Scientific collaboration is happening at a pace we have never seen before. Collaboration has been core to NYSCF’s approach since day 1, as progress is slowed by silos, but accelerated when experts pool their resources and perspective. At NYSCF, we are making these stem cell models of COVID-19 available to the entire research community so that they can be used for a range of applications in understanding and treating the disease. We are already collaborating with several leading virologists and chemists across the globe who plan to use our COVID-19 models in their research, including:

• NYSCF–Robertson Investigator Alumna Shuibing Chen, PhD, of Weill Cornell Medicine. Dr. Chen is creating organoids (3D clusters of human tissue made from stem cells) that contain different types of cells believed to be most susceptible to SARS-CoV-2 infection. In a recent Cell Stem Cell paper, Dr. Chen evaluated the ability of 1,280 FDA-approved drugs to block SARS-CoV-2 entry into cells. In later stages of this research, she will use NYSCF’s automated technologies to scale up and accelerate her drug screens. Learn more about this work in Nature.
• NYSCF – Druckenmiller Fellow Alumnus Larry Luchsinger, PhD, of the New York Blood Center. Dr. Luchsinger is collecting samples from recovered COVID-19 patients and examining them for biomarkers (molecular signatures) that indicate an increased risk of severe reaction to the virus. Dr. Luchsinger will use NYSCF’s models to help validate his findings, and this work could lead to a test for predicting COVID-19 severity in different individuals.
• Sumit Chanda, PhD, Director of the Immunity and Pathogenesis Program, Sanford Burnham Prebys Medical Discovery Institute. Dr.

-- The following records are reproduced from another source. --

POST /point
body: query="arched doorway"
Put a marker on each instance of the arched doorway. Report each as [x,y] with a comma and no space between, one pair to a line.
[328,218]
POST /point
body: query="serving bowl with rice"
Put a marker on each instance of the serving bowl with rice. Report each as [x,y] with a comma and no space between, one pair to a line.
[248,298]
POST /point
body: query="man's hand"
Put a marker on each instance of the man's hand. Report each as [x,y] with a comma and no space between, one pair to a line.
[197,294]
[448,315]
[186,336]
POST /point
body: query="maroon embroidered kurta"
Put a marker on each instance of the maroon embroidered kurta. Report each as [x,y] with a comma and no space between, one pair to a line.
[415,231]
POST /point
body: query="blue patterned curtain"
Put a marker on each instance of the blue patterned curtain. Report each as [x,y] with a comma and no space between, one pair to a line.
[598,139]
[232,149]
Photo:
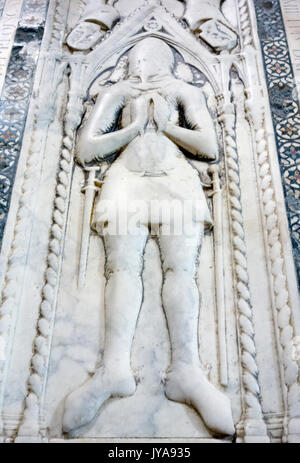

Chanda recently performed a screen of 13,000 drugs that have already been approved for other diseases and could be repositioned for COVID-19. His screen yielded 50 potential drugs that he will use our models to validate, so that the most promising drugs can be advanced to clinical trials in patients.
• Nevan Krogan, PhD, Director of the Quantitative Biosciences Institute, University of California San Francisco, and Adolfo Garcia-Sastre, PhD, Director of the Global Health and Emerging Pathogens Institute of Icahn School of Medicine at Mount Sinai. Drs. Krogan and Garcia-Sastre published a study in Nature identifying 30 drugs that inhibit replication of the SARS-CoV-2 virus. These antiviral drugs are already clinical-stage or FDA-approved, and testing them in our stem cell models will allow us to prioritize the most promising candidates for clinical trials.

“This pandemic is devastating, but it has also brought about the most collaborative period of science that I’ve ever experienced,” noted MIT’s Feng Zhang, PhD, pioneer of CRISPR gene editing technology and NYSCF — Robertson Investigator Alumnus, during a recent webinar hosted by NYSCF. “I’ve probably met more people in the last four weeks than I typically would in a year, and everyone who I’ve reached out to about collaborating has been receptive. I think that speaks to how united we are in this fight.